Wednesday, November 16, 2005

Just the Three, er, Two, of Us.

I don't know that this WaPo editorial is quite as infuriating to me as it is to Katherine Jean Lopez, but I can see what has her goat. Among pro-lifers, the only thing as arguably monstrous than a partial-birth abortion is aborting a fetus because of Down Syndrome or other mental handicap. My sentiments swing the same way; it's a difference of degree from the destruction of "useless eaters" as advocated and practiced by you-know-who.

But I am far from thinking that such was what motivated Ms. Eftimiades. She'll even pay lip service to the notion that raising a mentally handicapped child:
While I have no doubt there can be joys and victories in raising a mentally handicapped child, for me and for Mike, it's a painful journey that we believe is better not taken.
Now who could be so unjust as to take issue with that? It's not that she's opposed to the raising of handicapped children, per se, it just wasn't her bag, baby. The "joys and victories" were, for her lifestyle, insufficient to set aside the pain of the "journey," or something.

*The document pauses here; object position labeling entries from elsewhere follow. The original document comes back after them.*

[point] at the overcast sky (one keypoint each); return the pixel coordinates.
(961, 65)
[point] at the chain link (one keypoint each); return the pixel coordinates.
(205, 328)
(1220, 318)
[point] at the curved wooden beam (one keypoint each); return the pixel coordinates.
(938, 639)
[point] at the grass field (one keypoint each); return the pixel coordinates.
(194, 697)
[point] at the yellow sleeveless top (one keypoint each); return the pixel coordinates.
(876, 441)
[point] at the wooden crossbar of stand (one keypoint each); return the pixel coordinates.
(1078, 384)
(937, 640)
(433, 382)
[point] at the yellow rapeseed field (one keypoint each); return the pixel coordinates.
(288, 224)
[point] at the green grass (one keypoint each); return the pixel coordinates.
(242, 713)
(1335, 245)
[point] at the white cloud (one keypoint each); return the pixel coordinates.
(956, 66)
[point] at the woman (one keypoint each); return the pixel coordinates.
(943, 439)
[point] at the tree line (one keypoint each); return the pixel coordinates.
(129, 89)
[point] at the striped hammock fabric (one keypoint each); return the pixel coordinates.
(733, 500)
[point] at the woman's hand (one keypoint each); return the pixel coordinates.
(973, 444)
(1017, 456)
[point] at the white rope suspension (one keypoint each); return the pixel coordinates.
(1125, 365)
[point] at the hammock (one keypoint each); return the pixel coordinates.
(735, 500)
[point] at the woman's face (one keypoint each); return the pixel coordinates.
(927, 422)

Note that all the "joys and victories" of their child's life is talked of as belonging to herself and her man, not the child itself. On first glance, this is unsurprising; spend too much time thinking of the fetus, even a "profoundly retarded" fetus, as an entity all its own capable of its own joys and victories and it becomes harder to justify squelching it. But then she has the temerity to claim that she "made the right choice for the three of us."

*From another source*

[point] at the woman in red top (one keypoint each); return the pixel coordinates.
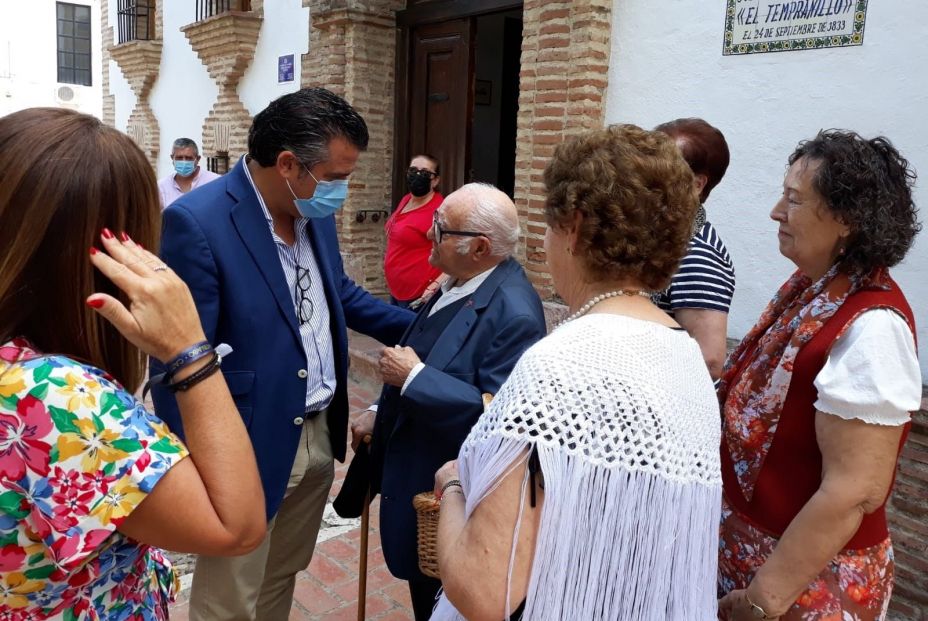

How to square these statements? If the choice to abort a child is justifiable because the pain of raising it will be too much for yourselves to handle, then why the need to justify it in term of the needs of the fetus? Does this woman seriously believe that her Down Syndrome-afflicted child would not rather have lived, whatever the cost? If you made the call to spare yourself and your boyfriend difficulties better left untaken, then own it and live with it. Don't sit there and pretend that you made a choice for the three of you when there no longer is a three of you.

One thing further: you aren't denied "the right to grieve". How could you be? What you are denied is the right to use your grief as a shield against the troublesome march of "other people's morality". I'm going to get hate mail for this, but I don't give a hoot in hell about the grief of a woman who gets an abortion. All her agony, powerful though it may be, is entirely self-inflicted, and the suggestion that it trumps someone else's life is insulting to the memory of the dead and the intelligence of the living. The child you had ended no longer has feelings, no longer has pains, no longer has anything. It's dead. You killed it. If you think that's gonna wash away with a few bars of soap and a stale platitude, then maybe "someone else's morality" would do you more good than you think.

Well, I guess it was infuriating after all. I'll be nicer on the next one, I swear.